Clouzots Film ist eine Anklage gegen ein Justizsystem, in dem der Bourgeoisie entstammende, zumeist ältere Richter über Fälle zu entscheiden hatten, zu deren Umfeld und sozialen Ursprüngen sie keinerlei Bezug hatten. (…) Der Film (…) war ein Riesenerfolg.“ (TV Spielfilm: Das große Filmlexikon)

mit Brigitte Bardot, Charles Vanel, Marie-José Nat, Sami Frey, Louis Seigner, Claude Berri

Wiederholungen

Freitag 19. März, 14.45 Uhr

Dienstag 23. März, 14.45 Uhr (und das bei einem Film, der FSK-18 ist)

Hinweise

Arte über die Henri-Georges-Clouzot-Reihe

Wikipedia über Henri-Georges Clouzot (deutsch, englisch)


TV-Tipp für den 14. März: Columbo: Bluthochzeit

März 14, 2010

SRTL, 22.15

Columbo: Bluthochzeit (USA 1992, R.: Alan J. Levi)

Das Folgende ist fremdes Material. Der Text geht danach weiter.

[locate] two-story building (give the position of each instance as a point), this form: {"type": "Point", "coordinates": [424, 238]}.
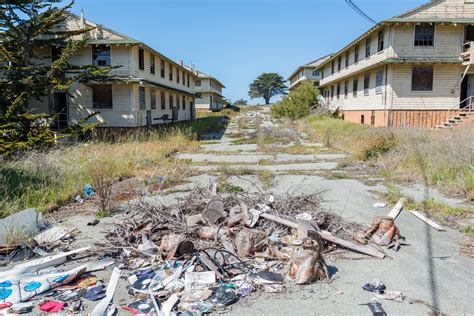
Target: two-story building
{"type": "Point", "coordinates": [146, 88]}
{"type": "Point", "coordinates": [406, 71]}
{"type": "Point", "coordinates": [308, 72]}
{"type": "Point", "coordinates": [208, 91]}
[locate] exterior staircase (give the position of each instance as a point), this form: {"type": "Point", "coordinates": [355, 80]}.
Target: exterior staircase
{"type": "Point", "coordinates": [462, 117]}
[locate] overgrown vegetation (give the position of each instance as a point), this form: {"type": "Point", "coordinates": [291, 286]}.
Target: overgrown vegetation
{"type": "Point", "coordinates": [443, 159]}
{"type": "Point", "coordinates": [298, 103]}
{"type": "Point", "coordinates": [45, 180]}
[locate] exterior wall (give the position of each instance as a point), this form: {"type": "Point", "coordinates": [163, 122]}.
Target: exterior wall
{"type": "Point", "coordinates": [444, 9]}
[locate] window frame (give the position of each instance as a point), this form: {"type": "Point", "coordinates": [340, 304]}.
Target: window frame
{"type": "Point", "coordinates": [141, 59]}
{"type": "Point", "coordinates": [433, 39]}
{"type": "Point", "coordinates": [367, 84]}
{"type": "Point", "coordinates": [111, 97]}
{"type": "Point", "coordinates": [429, 89]}
{"type": "Point", "coordinates": [141, 98]}
{"type": "Point", "coordinates": [379, 82]}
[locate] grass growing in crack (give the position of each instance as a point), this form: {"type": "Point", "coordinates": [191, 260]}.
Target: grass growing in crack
{"type": "Point", "coordinates": [266, 177]}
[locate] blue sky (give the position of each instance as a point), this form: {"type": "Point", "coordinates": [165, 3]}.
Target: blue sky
{"type": "Point", "coordinates": [237, 40]}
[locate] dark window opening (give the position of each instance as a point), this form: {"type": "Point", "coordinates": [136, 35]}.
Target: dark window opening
{"type": "Point", "coordinates": [367, 47]}
{"type": "Point", "coordinates": [153, 99]}
{"type": "Point", "coordinates": [381, 44]}
{"type": "Point", "coordinates": [162, 70]}
{"type": "Point", "coordinates": [366, 84]}
{"type": "Point", "coordinates": [142, 101]}
{"type": "Point", "coordinates": [141, 59]}
{"type": "Point", "coordinates": [102, 97]}
{"type": "Point", "coordinates": [424, 34]}
{"type": "Point", "coordinates": [422, 79]}
{"type": "Point", "coordinates": [378, 82]}
{"type": "Point", "coordinates": [152, 64]}
{"type": "Point", "coordinates": [101, 55]}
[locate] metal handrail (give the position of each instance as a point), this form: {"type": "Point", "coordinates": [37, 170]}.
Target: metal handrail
{"type": "Point", "coordinates": [458, 106]}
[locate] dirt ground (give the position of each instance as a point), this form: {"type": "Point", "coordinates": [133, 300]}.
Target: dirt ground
{"type": "Point", "coordinates": [429, 271]}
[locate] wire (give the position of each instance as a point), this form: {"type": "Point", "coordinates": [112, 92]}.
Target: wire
{"type": "Point", "coordinates": [360, 12]}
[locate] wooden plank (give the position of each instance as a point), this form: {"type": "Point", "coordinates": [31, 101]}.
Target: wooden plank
{"type": "Point", "coordinates": [428, 221]}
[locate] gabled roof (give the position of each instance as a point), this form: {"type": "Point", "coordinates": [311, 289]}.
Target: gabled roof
{"type": "Point", "coordinates": [312, 64]}
{"type": "Point", "coordinates": [203, 75]}
{"type": "Point", "coordinates": [124, 41]}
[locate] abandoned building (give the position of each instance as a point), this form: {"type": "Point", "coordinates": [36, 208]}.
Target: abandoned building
{"type": "Point", "coordinates": [410, 70]}
{"type": "Point", "coordinates": [146, 88]}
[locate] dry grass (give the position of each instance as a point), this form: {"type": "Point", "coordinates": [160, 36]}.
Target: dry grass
{"type": "Point", "coordinates": [441, 158]}
{"type": "Point", "coordinates": [47, 180]}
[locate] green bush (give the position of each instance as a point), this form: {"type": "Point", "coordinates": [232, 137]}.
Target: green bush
{"type": "Point", "coordinates": [298, 103]}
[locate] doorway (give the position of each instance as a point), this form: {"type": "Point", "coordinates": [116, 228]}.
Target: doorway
{"type": "Point", "coordinates": [59, 109]}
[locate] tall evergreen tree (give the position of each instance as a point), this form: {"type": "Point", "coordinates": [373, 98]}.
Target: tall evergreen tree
{"type": "Point", "coordinates": [26, 27]}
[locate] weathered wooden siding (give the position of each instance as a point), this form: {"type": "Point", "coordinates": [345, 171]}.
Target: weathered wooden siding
{"type": "Point", "coordinates": [445, 94]}
{"type": "Point", "coordinates": [444, 9]}
{"type": "Point", "coordinates": [448, 42]}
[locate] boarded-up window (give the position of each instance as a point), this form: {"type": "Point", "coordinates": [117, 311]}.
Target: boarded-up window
{"type": "Point", "coordinates": [102, 97]}
{"type": "Point", "coordinates": [153, 99]}
{"type": "Point", "coordinates": [100, 55]}
{"type": "Point", "coordinates": [152, 64]}
{"type": "Point", "coordinates": [141, 59]}
{"type": "Point", "coordinates": [142, 98]}
{"type": "Point", "coordinates": [422, 79]}
{"type": "Point", "coordinates": [162, 70]}
{"type": "Point", "coordinates": [378, 82]}
{"type": "Point", "coordinates": [366, 84]}
{"type": "Point", "coordinates": [424, 34]}
{"type": "Point", "coordinates": [381, 43]}
{"type": "Point", "coordinates": [368, 43]}
{"type": "Point", "coordinates": [163, 101]}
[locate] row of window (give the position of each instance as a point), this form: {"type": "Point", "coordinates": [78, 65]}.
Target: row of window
{"type": "Point", "coordinates": [181, 76]}
{"type": "Point", "coordinates": [422, 80]}
{"type": "Point", "coordinates": [424, 37]}
{"type": "Point", "coordinates": [102, 98]}
{"type": "Point", "coordinates": [101, 57]}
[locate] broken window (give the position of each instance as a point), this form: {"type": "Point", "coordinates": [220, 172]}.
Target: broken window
{"type": "Point", "coordinates": [367, 47]}
{"type": "Point", "coordinates": [101, 55]}
{"type": "Point", "coordinates": [141, 59]}
{"type": "Point", "coordinates": [424, 34]}
{"type": "Point", "coordinates": [152, 64]}
{"type": "Point", "coordinates": [381, 44]}
{"type": "Point", "coordinates": [366, 84]}
{"type": "Point", "coordinates": [142, 98]}
{"type": "Point", "coordinates": [422, 79]}
{"type": "Point", "coordinates": [378, 82]}
{"type": "Point", "coordinates": [102, 97]}
{"type": "Point", "coordinates": [153, 99]}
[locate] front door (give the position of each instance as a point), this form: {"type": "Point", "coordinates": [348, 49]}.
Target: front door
{"type": "Point", "coordinates": [59, 109]}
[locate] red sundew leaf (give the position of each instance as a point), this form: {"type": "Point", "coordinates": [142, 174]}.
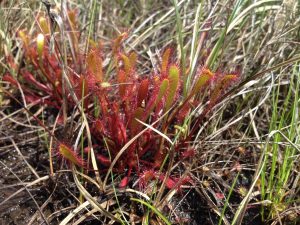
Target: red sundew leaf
{"type": "Point", "coordinates": [173, 77]}
{"type": "Point", "coordinates": [44, 25]}
{"type": "Point", "coordinates": [32, 80]}
{"type": "Point", "coordinates": [147, 175]}
{"type": "Point", "coordinates": [133, 60]}
{"type": "Point", "coordinates": [124, 182]}
{"type": "Point", "coordinates": [142, 92]}
{"type": "Point", "coordinates": [220, 195]}
{"type": "Point", "coordinates": [70, 155]}
{"type": "Point", "coordinates": [72, 18]}
{"type": "Point", "coordinates": [94, 64]}
{"type": "Point", "coordinates": [117, 42]}
{"type": "Point", "coordinates": [10, 79]}
{"type": "Point", "coordinates": [205, 76]}
{"type": "Point", "coordinates": [170, 183]}
{"type": "Point", "coordinates": [157, 98]}
{"type": "Point", "coordinates": [118, 130]}
{"type": "Point", "coordinates": [165, 60]}
{"type": "Point", "coordinates": [24, 37]}
{"type": "Point", "coordinates": [121, 81]}
{"type": "Point", "coordinates": [135, 125]}
{"type": "Point", "coordinates": [126, 64]}
{"type": "Point", "coordinates": [103, 160]}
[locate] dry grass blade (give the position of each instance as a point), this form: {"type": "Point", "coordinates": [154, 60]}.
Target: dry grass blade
{"type": "Point", "coordinates": [93, 201]}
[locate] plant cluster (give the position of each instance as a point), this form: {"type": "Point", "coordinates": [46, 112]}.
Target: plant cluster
{"type": "Point", "coordinates": [120, 103]}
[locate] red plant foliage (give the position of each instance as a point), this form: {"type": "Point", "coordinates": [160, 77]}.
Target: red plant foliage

Drehbuch: Robert Van Scoyck

LV: Ed McBain: So Long As You Both Shall Live, 1976 (So lang ihr zwei noch lebt)

Ein persönlicher Fall für Columbo: Ein Irrer hat die Braut seines Neffen gekidnappt.

Ein Columbo, der sich nicht an die Columbo-Formel hält. Aber wer hätte das bei einer Ed McBain-Story erwartet?

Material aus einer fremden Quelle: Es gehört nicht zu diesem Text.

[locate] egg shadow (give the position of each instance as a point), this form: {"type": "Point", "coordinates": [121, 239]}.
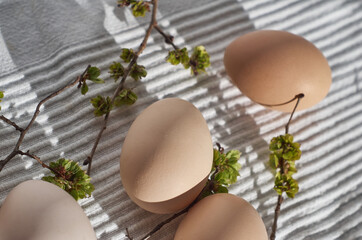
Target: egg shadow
{"type": "Point", "coordinates": [227, 121]}
{"type": "Point", "coordinates": [74, 126]}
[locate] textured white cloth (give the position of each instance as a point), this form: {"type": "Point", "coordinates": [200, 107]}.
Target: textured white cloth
{"type": "Point", "coordinates": [46, 44]}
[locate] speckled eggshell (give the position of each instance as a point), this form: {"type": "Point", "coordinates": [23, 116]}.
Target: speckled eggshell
{"type": "Point", "coordinates": [38, 210]}
{"type": "Point", "coordinates": [272, 67]}
{"type": "Point", "coordinates": [222, 216]}
{"type": "Point", "coordinates": [166, 156]}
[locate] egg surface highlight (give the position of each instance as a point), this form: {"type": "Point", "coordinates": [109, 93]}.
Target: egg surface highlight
{"type": "Point", "coordinates": [221, 216]}
{"type": "Point", "coordinates": [166, 156]}
{"type": "Point", "coordinates": [38, 210]}
{"type": "Point", "coordinates": [272, 67]}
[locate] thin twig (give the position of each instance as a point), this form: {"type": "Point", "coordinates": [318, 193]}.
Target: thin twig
{"type": "Point", "coordinates": [299, 96]}
{"type": "Point", "coordinates": [168, 220]}
{"type": "Point", "coordinates": [276, 215]}
{"type": "Point", "coordinates": [120, 87]}
{"type": "Point", "coordinates": [35, 115]}
{"type": "Point", "coordinates": [280, 197]}
{"type": "Point", "coordinates": [44, 165]}
{"type": "Point", "coordinates": [128, 235]}
{"type": "Point", "coordinates": [168, 38]}
{"type": "Point", "coordinates": [8, 121]}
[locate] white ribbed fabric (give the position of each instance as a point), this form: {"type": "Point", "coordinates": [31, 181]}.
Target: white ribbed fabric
{"type": "Point", "coordinates": [46, 44]}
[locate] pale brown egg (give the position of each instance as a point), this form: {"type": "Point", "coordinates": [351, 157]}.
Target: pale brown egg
{"type": "Point", "coordinates": [38, 210]}
{"type": "Point", "coordinates": [272, 67]}
{"type": "Point", "coordinates": [166, 156]}
{"type": "Point", "coordinates": [222, 216]}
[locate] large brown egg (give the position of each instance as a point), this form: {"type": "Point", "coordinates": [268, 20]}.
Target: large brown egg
{"type": "Point", "coordinates": [222, 216]}
{"type": "Point", "coordinates": [166, 156]}
{"type": "Point", "coordinates": [272, 67]}
{"type": "Point", "coordinates": [38, 210]}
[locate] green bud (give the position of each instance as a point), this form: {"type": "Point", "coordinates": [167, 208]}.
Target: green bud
{"type": "Point", "coordinates": [199, 60]}
{"type": "Point", "coordinates": [138, 72]}
{"type": "Point", "coordinates": [102, 105]}
{"type": "Point", "coordinates": [125, 97]}
{"type": "Point", "coordinates": [140, 8]}
{"type": "Point", "coordinates": [73, 179]}
{"type": "Point", "coordinates": [116, 70]}
{"type": "Point", "coordinates": [84, 88]}
{"type": "Point", "coordinates": [127, 54]}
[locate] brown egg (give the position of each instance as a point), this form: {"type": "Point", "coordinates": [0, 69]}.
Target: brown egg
{"type": "Point", "coordinates": [272, 67]}
{"type": "Point", "coordinates": [38, 210]}
{"type": "Point", "coordinates": [166, 156]}
{"type": "Point", "coordinates": [222, 216]}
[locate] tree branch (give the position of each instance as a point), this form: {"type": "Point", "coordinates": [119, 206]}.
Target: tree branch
{"type": "Point", "coordinates": [168, 38]}
{"type": "Point", "coordinates": [120, 87]}
{"type": "Point", "coordinates": [280, 198]}
{"type": "Point", "coordinates": [276, 215]}
{"type": "Point", "coordinates": [27, 153]}
{"type": "Point", "coordinates": [35, 115]}
{"type": "Point", "coordinates": [8, 121]}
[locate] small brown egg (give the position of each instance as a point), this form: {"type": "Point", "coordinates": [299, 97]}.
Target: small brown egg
{"type": "Point", "coordinates": [272, 67]}
{"type": "Point", "coordinates": [38, 210]}
{"type": "Point", "coordinates": [166, 156]}
{"type": "Point", "coordinates": [222, 216]}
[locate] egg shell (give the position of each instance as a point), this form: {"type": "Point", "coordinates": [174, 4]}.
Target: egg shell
{"type": "Point", "coordinates": [166, 156]}
{"type": "Point", "coordinates": [38, 210]}
{"type": "Point", "coordinates": [221, 216]}
{"type": "Point", "coordinates": [272, 67]}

Bluthochzeit“ ist einer der besten neuen Columbo-Fälle; jedenfalls wenn man auch einmal auf die Columbo-Formel verzichten kann: ein ungewöhnlicher Fall (kein Mord, sondern ein Kidnapping ohne Lösegeldforderung), bei dem die normale Polizeiarbeit im Vordergrund steht (es wird öfters gezeigt, wie frustrierend langwierig das Beschaffen von Informationen ist), es fast keine Columbo-Maniriesmen gibt (und die verbleibenden sind eher zufällig) und die Geschichte ungewohnt straff erzählt (ein Manko der neuen Columbos ist, dass sie alle altmodischer als die klassischen Columbos wirken) wird. „Bluthochzeit“ ist ein Columbo, der auch Columbo-Hassern gefallen könnte.

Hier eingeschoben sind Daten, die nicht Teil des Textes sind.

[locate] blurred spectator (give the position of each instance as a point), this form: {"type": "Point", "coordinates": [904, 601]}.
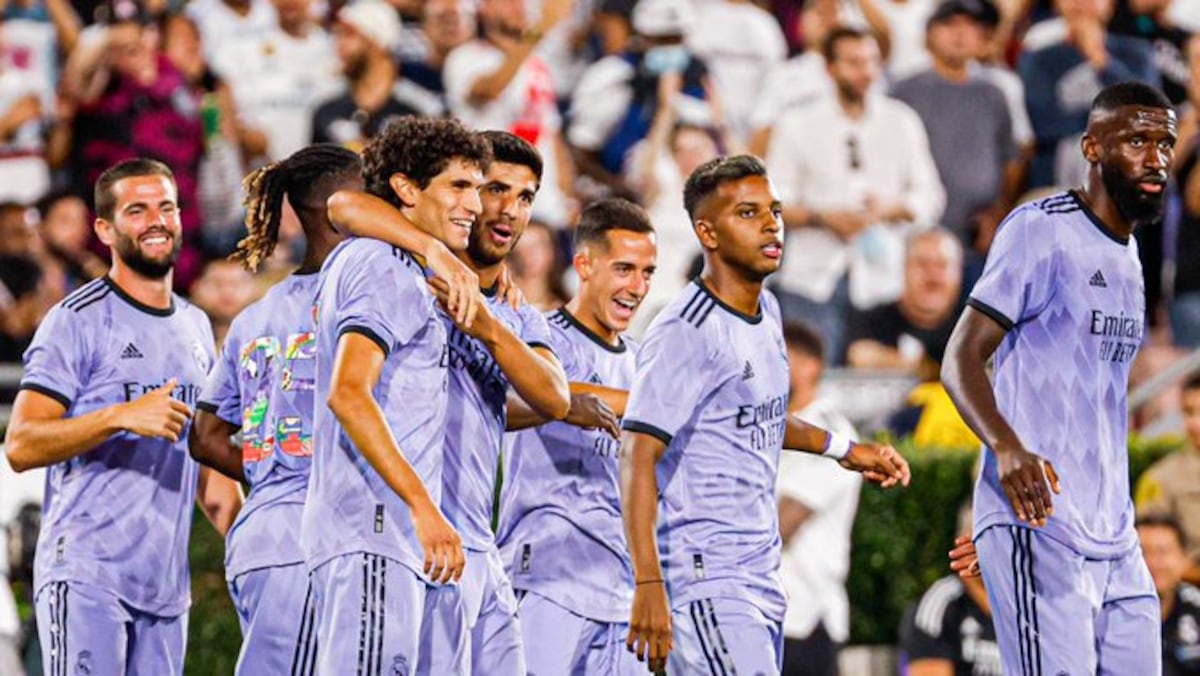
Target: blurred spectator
{"type": "Point", "coordinates": [1164, 546]}
{"type": "Point", "coordinates": [907, 333]}
{"type": "Point", "coordinates": [799, 81]}
{"type": "Point", "coordinates": [1066, 63]}
{"type": "Point", "coordinates": [970, 130]}
{"type": "Point", "coordinates": [741, 42]}
{"type": "Point", "coordinates": [365, 34]}
{"type": "Point", "coordinates": [949, 630]}
{"type": "Point", "coordinates": [618, 96]}
{"type": "Point", "coordinates": [1169, 486]}
{"type": "Point", "coordinates": [660, 165]}
{"type": "Point", "coordinates": [225, 22]}
{"type": "Point", "coordinates": [538, 268]}
{"type": "Point", "coordinates": [223, 289]}
{"type": "Point", "coordinates": [851, 192]}
{"type": "Point", "coordinates": [135, 103]}
{"type": "Point", "coordinates": [497, 82]}
{"type": "Point", "coordinates": [277, 79]}
{"type": "Point", "coordinates": [817, 502]}
{"type": "Point", "coordinates": [1149, 19]}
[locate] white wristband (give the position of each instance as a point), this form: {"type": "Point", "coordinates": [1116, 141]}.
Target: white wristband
{"type": "Point", "coordinates": [838, 446]}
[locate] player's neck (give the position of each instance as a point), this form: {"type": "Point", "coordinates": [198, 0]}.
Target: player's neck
{"type": "Point", "coordinates": [149, 292]}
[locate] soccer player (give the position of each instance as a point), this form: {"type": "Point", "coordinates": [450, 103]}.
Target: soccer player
{"type": "Point", "coordinates": [703, 429]}
{"type": "Point", "coordinates": [1061, 309]}
{"type": "Point", "coordinates": [501, 348]}
{"type": "Point", "coordinates": [105, 402]}
{"type": "Point", "coordinates": [559, 532]}
{"type": "Point", "coordinates": [372, 531]}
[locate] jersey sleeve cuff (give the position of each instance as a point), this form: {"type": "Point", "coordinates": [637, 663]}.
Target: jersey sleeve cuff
{"type": "Point", "coordinates": [366, 331]}
{"type": "Point", "coordinates": [647, 429]}
{"type": "Point", "coordinates": [995, 315]}
{"type": "Point", "coordinates": [48, 392]}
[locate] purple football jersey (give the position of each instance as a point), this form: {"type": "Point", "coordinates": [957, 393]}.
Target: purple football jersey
{"type": "Point", "coordinates": [475, 422]}
{"type": "Point", "coordinates": [1072, 298]}
{"type": "Point", "coordinates": [263, 382]}
{"type": "Point", "coordinates": [119, 515]}
{"type": "Point", "coordinates": [712, 383]}
{"type": "Point", "coordinates": [377, 291]}
{"type": "Point", "coordinates": [561, 532]}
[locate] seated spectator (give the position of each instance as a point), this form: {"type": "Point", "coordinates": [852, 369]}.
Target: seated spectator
{"type": "Point", "coordinates": [970, 130]}
{"type": "Point", "coordinates": [364, 34]}
{"type": "Point", "coordinates": [817, 501]}
{"type": "Point", "coordinates": [949, 630]}
{"type": "Point", "coordinates": [1165, 550]}
{"type": "Point", "coordinates": [1065, 65]}
{"type": "Point", "coordinates": [1169, 486]}
{"type": "Point", "coordinates": [851, 192]}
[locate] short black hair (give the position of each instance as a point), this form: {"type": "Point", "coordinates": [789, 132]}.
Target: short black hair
{"type": "Point", "coordinates": [106, 202]}
{"type": "Point", "coordinates": [1162, 520]}
{"type": "Point", "coordinates": [606, 215]}
{"type": "Point", "coordinates": [829, 45]}
{"type": "Point", "coordinates": [712, 174]}
{"type": "Point", "coordinates": [513, 149]}
{"type": "Point", "coordinates": [1131, 94]}
{"type": "Point", "coordinates": [419, 148]}
{"type": "Point", "coordinates": [804, 339]}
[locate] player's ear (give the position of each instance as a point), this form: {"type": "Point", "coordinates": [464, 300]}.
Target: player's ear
{"type": "Point", "coordinates": [405, 187]}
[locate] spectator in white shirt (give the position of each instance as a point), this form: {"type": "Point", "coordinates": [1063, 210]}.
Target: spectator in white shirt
{"type": "Point", "coordinates": [852, 191]}
{"type": "Point", "coordinates": [817, 502]}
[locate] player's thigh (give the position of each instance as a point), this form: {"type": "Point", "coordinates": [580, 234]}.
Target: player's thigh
{"type": "Point", "coordinates": [369, 616]}
{"type": "Point", "coordinates": [1129, 626]}
{"type": "Point", "coordinates": [81, 632]}
{"type": "Point", "coordinates": [157, 645]}
{"type": "Point", "coordinates": [1043, 597]}
{"type": "Point", "coordinates": [724, 636]}
{"type": "Point", "coordinates": [279, 615]}
{"type": "Point", "coordinates": [556, 640]}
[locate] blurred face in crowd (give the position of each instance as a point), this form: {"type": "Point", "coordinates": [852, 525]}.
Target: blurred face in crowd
{"type": "Point", "coordinates": [448, 23]}
{"type": "Point", "coordinates": [933, 273]}
{"type": "Point", "coordinates": [693, 147]}
{"type": "Point", "coordinates": [1165, 557]}
{"type": "Point", "coordinates": [616, 276]}
{"type": "Point", "coordinates": [507, 198]}
{"type": "Point", "coordinates": [855, 67]}
{"type": "Point", "coordinates": [145, 231]}
{"type": "Point", "coordinates": [955, 41]}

Oh, es ist auch einer der ganze wenigen Fälle, in denen Columbo eine Pistole trägt.

Mit Peter Falk, Joanna Going, Daniel Davis, Thomas Calabro, Dan Butler, Doug Savant, Daniel McDonald, Donald Moffat

Hinweise

Mehr über Ed McBains Columbo-Filme

Homepage von Ed McBain

Meine Besprechung des von Ed McBain herausgegebenen Buches „Die hohe Kunst des Mordens“ (Transgressions, 2006)

Meine Besprechung von Ed McBains “Die Gosse und das Grab” (The Gutter and the Grave, 2005, Erstausgabe: Curt Cannon: I’m Cannon – For Hire, 1958)


Neue TV-Krimi-Buch-Tipps online

März 13, 2010

Die Antwort auf die weltbewegende Frage, welche Krimiverfilmungen die kommenden vierzehn Tage im Fernsehen laufen,gibt es, mit vielen schönen Bildern, bei den Alligatorpapieren. Hier, wie gewohnt, nur ein kleiner Überblick:

Wer nicht gerade ein Wallander- oder Fan britischer TV-Krimis ist, wird die kommenden Tage auf Diät gesetzt. Aber Martin Ritts schon länger nicht mehr gezeigte John-le-Carré-Verfilmung „Der Spion, der aus der Kälte kam“, Michael Apteds zweimal gezeigte Martin-Cruz-Smith-Verfilmung „Gorky Park“ (als Einstimmung zur Veröffentlichung seines neuen Romans „Die goldene Meile“), Sidney Lumets Reginald-Rose-Verfilmung „Die zwölf Geschworenen“, Georges Lautners Raf-Vallet-Verfilmung „Der Fall Serrano“, Henri-Georges Clouzots Georges-Arnaud-Verfilmung „Lohn der Angst“ und zweimal Sam Peckinpah („Die Killer-Elite“ und „Sacramento“) trösten darüber hinweg.